Anadyr was featured in the American novel Flight of the Old Dog.

In 2018, 102,806 passengers passed through this airport.

On 3 January 2020, United States pilot Matt Guthmiller posted a video of his experience entering the Chukotka Autonomous region without the correct documentation after landing his plane at DYR.

===Incidents and accidents===
- On 2 July 2013, a Korean Air Boeing 777-300 performing a scheduled flight from Chicago to Seoul made an emergency landing at Ugolny after one of its engines failed in flight.
- On the morning of 4 March 2019, an Air China Boeing 777-300ER performing a scheduled flight from Beijing to Los Angeles made an emergency landing at Ugolny due to a fire alarm later confirmed false. All of the 10 evacuation slides deployed.

==Ground transportation==
The airport is located on the opposite site of the Anadyr River from the city. Transport by summer is by boat, by winter by a road on the ice, and for a period in spring and fall, only by helicopter. The helicopter ticket was (in 2015) 3,680 rubles ($60).
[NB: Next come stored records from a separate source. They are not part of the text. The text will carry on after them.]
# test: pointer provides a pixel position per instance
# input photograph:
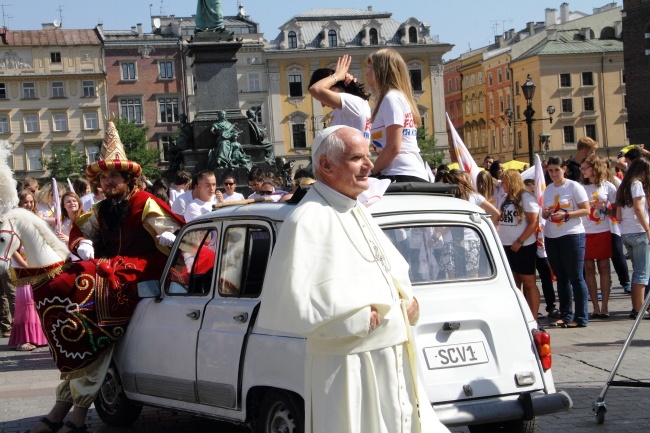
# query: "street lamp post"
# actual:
(528, 89)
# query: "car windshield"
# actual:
(442, 253)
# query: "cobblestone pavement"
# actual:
(582, 361)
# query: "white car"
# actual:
(193, 343)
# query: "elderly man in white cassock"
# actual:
(345, 287)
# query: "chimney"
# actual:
(564, 13)
(551, 34)
(550, 17)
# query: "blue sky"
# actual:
(464, 23)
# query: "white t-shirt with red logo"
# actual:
(395, 110)
(355, 113)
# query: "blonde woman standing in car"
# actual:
(395, 119)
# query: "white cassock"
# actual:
(332, 262)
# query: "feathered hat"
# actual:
(8, 193)
(113, 156)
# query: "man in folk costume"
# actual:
(345, 287)
(123, 240)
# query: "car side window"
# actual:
(442, 252)
(194, 262)
(245, 255)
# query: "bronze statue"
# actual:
(228, 152)
(209, 16)
(258, 137)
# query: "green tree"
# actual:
(428, 148)
(65, 163)
(134, 139)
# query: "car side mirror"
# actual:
(149, 289)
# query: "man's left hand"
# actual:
(166, 239)
(413, 312)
==Airlines and destinations==

===Passenger===

| Airlines | Destinations |
|---|---|
| Aurora | Khabarovsk, Petropavlovsk-Kamchatsky, Vladivostok |
| Chukotavia | Egvekinot, Keperveyem, Lavrentiya, Markovo, Pevek, Provideniya |
| Rossiya Airlines | Krasnoyarsk–International, Moscow–Sheremetyevo |
| Yakutia Airlines | Khabarovsk |

==Military==

Anadyr was one of nine Arctic staging bases (in Russian, "bounce aerodrome") for long range bombers. The Russian Air Force's OGA (Arctic Control Group) is responsible for upkeep of the facilities.

Anadyr has also been a prominent base for Soviet Air Defence Forces due to its close proximity to Alaskan airspace. The 529th Fighter Aviation Regiment PVO, flying the Yakovlev Yak-28P (Firebar) interceptor, was stationed at Anadyr starting in the 1960s, along with S-75 (SA-2) surface-to-air missile installations of the 762nd Anti-Aircraft Missile Regiment. The PVO units were under the control of the 25th Air Defense Division of the 11th Separate Air Defense Army, responsible for air defense on the Chukotka Peninsula. An R-14 Chusovaya (SS-5 Skean) medium-range ballistic missile (MRBM) complex of the 83rd Separate Missile Regiment of the Strategic Missile Forces, which targeted American military installations in Alaska, was located 13 km (8 miles) northeast of Ugolny airfield from 1962 to 1969.

In September 1982, the Yak-28s were replaced with 20 Sukhoi Su-15TM (Flagon) as part of a force upgrade. The Su-15 were flown by the 171st Fighter Aviation Regiment which was transferred from Bombora airfield, Gudauta, in the Abkhazian ASSR of the Georgian SSR, while the 529th transferred to Gudauta. The interceptor regiment was disbanded in 1993.

Fighter aircraft are no longer based permanently at Anadyr, and the region was overflown daily by foreign aircraft on the Asian polar route before the 2022 Russian invasion of Ukraine. Temporary military deployments are common, however. In 2001, the airfield was visited by Tupolev Tu-95MS and Ilyushin Il-78 aircraft on exercise from Engels air base.

In 2014, Russia announced plans to deploy MiG-31 interceptors at the airport.

As of 2025, Russia occasionally uses the airport as a forward basing point for the Tu-160.